Today’s post is from Jack Townsend. Jack is a practitioner whose blogs on tax procedure inspired us to start Procedurally Taxing back in 2013. In addition to working with me as the principal contributing author for the chapter in Saltzman and Book on criminal tax penalties, Jack writes widely on issues of tax procedure. An area he has written extensively about is the intersection of administrative law and tax procedure. In today’s post, Jack comments on my post the other day that discussed the difference between interpretive and legislative rules. Les
Les’ post Update on CIC Services And More On The Legislative vs Interpretive Rule Difference links to my article The Report of the Death of the Interpretive Regulation Is an Exaggeration, which considers whether interpretive regulations generally and Treasury interpretive regulations specifically are a viable APA category.

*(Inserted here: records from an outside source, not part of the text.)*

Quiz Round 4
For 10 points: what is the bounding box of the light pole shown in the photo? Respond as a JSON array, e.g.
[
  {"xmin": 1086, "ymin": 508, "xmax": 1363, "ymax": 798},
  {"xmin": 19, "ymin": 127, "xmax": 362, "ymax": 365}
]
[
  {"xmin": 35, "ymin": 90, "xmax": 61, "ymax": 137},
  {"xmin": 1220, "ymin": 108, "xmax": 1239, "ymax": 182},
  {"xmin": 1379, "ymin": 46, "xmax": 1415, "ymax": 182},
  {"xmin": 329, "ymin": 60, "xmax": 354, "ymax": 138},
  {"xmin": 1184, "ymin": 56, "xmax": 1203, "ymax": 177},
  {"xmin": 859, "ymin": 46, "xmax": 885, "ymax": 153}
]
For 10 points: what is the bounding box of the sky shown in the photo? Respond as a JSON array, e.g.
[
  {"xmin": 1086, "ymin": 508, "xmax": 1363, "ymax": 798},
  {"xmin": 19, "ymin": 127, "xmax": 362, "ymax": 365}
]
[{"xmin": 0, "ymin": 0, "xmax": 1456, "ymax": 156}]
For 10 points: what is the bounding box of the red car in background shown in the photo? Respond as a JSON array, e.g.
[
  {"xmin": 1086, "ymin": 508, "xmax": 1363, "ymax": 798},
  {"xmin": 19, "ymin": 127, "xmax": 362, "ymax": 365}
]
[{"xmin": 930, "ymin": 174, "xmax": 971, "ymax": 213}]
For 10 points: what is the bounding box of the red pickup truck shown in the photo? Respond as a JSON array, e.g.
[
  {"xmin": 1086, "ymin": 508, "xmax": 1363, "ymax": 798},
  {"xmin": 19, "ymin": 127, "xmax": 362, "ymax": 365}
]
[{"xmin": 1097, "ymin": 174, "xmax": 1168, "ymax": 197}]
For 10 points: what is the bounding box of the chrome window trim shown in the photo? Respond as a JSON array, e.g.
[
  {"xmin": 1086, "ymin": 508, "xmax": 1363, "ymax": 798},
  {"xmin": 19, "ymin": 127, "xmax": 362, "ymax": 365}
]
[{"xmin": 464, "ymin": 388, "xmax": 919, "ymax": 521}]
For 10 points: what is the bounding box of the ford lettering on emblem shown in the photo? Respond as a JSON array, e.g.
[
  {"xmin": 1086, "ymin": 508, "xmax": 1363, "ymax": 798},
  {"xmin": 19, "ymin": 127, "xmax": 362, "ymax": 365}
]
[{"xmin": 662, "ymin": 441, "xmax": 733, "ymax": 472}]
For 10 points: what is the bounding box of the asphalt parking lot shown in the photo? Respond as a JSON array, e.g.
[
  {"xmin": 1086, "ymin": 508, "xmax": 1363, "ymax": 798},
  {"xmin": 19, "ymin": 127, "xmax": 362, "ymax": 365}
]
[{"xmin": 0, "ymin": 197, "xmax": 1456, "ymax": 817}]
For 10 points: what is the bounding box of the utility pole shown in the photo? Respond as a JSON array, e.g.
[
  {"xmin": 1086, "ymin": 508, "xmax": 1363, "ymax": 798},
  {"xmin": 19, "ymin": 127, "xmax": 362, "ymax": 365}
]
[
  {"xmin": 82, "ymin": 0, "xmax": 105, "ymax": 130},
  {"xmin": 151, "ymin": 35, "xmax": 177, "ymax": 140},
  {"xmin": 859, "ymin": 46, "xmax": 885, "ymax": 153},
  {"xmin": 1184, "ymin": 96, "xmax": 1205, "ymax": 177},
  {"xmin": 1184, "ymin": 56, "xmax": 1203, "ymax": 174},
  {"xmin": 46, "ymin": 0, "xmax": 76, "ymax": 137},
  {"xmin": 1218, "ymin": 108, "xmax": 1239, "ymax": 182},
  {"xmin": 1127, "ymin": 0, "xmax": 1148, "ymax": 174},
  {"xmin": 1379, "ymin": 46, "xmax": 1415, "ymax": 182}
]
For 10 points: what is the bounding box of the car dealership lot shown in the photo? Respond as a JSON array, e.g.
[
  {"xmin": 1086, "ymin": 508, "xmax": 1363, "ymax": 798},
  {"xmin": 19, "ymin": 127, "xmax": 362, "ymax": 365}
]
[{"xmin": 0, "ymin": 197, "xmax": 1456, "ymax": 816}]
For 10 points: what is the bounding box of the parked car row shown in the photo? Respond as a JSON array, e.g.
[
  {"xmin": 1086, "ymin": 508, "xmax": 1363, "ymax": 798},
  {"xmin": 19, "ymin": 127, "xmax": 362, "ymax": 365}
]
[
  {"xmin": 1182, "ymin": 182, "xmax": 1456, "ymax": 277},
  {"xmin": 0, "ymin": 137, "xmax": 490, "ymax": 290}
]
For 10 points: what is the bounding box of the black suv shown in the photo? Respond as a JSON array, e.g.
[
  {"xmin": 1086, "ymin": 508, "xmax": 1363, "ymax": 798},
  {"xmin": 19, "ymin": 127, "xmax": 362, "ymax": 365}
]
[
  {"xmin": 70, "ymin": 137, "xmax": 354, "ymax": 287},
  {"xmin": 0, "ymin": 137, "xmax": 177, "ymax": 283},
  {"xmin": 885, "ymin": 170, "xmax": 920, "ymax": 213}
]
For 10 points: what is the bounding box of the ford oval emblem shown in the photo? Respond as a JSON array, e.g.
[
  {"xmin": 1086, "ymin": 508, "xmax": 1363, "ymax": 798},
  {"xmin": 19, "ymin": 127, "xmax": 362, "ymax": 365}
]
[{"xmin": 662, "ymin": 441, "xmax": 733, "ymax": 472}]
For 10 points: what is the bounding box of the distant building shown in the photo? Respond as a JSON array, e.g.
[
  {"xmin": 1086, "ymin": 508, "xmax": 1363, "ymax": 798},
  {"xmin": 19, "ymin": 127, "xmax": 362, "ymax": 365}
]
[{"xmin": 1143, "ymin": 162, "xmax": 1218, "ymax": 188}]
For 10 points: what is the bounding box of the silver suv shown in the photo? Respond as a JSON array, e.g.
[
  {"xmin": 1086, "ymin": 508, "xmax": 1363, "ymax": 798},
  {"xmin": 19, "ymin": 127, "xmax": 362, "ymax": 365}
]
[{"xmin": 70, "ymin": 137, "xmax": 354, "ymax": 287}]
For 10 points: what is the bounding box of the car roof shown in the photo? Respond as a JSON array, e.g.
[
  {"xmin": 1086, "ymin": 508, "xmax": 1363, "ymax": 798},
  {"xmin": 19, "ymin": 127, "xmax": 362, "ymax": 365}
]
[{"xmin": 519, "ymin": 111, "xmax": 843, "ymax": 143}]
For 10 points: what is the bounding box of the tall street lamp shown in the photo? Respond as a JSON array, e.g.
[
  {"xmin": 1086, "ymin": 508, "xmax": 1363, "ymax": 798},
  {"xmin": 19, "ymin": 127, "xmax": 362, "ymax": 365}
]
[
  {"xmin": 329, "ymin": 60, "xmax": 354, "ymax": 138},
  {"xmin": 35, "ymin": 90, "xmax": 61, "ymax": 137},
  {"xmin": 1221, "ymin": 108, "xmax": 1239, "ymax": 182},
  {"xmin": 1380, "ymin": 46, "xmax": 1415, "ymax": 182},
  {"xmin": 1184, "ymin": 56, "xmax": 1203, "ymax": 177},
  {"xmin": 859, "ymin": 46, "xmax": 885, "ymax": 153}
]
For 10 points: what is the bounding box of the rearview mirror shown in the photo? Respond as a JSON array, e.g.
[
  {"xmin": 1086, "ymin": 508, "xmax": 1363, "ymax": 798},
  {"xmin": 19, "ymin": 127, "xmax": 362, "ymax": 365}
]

PT readers might want to know that I provide a Key Point Summary of the article, where I distill over 100 pages into 7 pages with few citations and no footnotes: A Key Point Summary of The Report of the Death of the Interpretive Regulation Is an Exaggeration
I think the overall point of confusion is blending APA concepts into the deference discussion. Interpretive and legislative are APA concepts (importing those concepts from pre-APA law). They are not relevant to the deference discussion, except that (i) legislative regulations are the law and not subject to deference reasonableness of interpretation testing, and (ii) interpretive regulations are interpretations rather than the law and are subject to deference reasonableness of interpretation testing. Over time, the Chevron deference commotion has morphed the concepts, somehow claiming that Chevron deference applies only to legislative regulations (or rules that create law rather than interpret law). That erroneous claim is harmless error in the deference context because courts and scholars then apply the reasonableness of the interpretation test. In other words, they get the right result but get there at the intermediate step of mislabeling interpretive regulations as legislative. The erroneous claim, however, can do great mischief when imported into the APA distinction between legislative and interpretive regulations.
I offer one more point that may not be clearly stated in my offerings. Simply because a notice and comment regulation is interpretive and thus does not REQUIRE notice and comment, once the agency promulgates the interpretation in a notice and comment regulation (as Treasury has historically done for many agency interpretations), then the regulation can be tested for procedural regularity (arbitrary and capricious test) under the APA. That is not because the interpretation is legislative, but because the APA requires procedural regularity for agency action. For example, if the IRS said in the Reasoned Decisionmaking explanation in a notice and comment regulation that a tax applies only to individuals with blue eyes when there is no such requirement in the statute, the regulation might flunk the reasonableness of the interpretation deference test AND the procedural regularity (arbitrary and capricious) test. But the tests are not the same (contrary to the claims of some courts and scholars who misread Judulang‘s footnote). See Judulang v. Holder, 565 U.S. 42, 52 n.7 (2011) (As long time tax observers know, seemingly throw-away statements in Supreme Court footnotes can create great mischief, although the Judulang footnote just requires careful reading to know that claims of equivalence in the two tests are false.)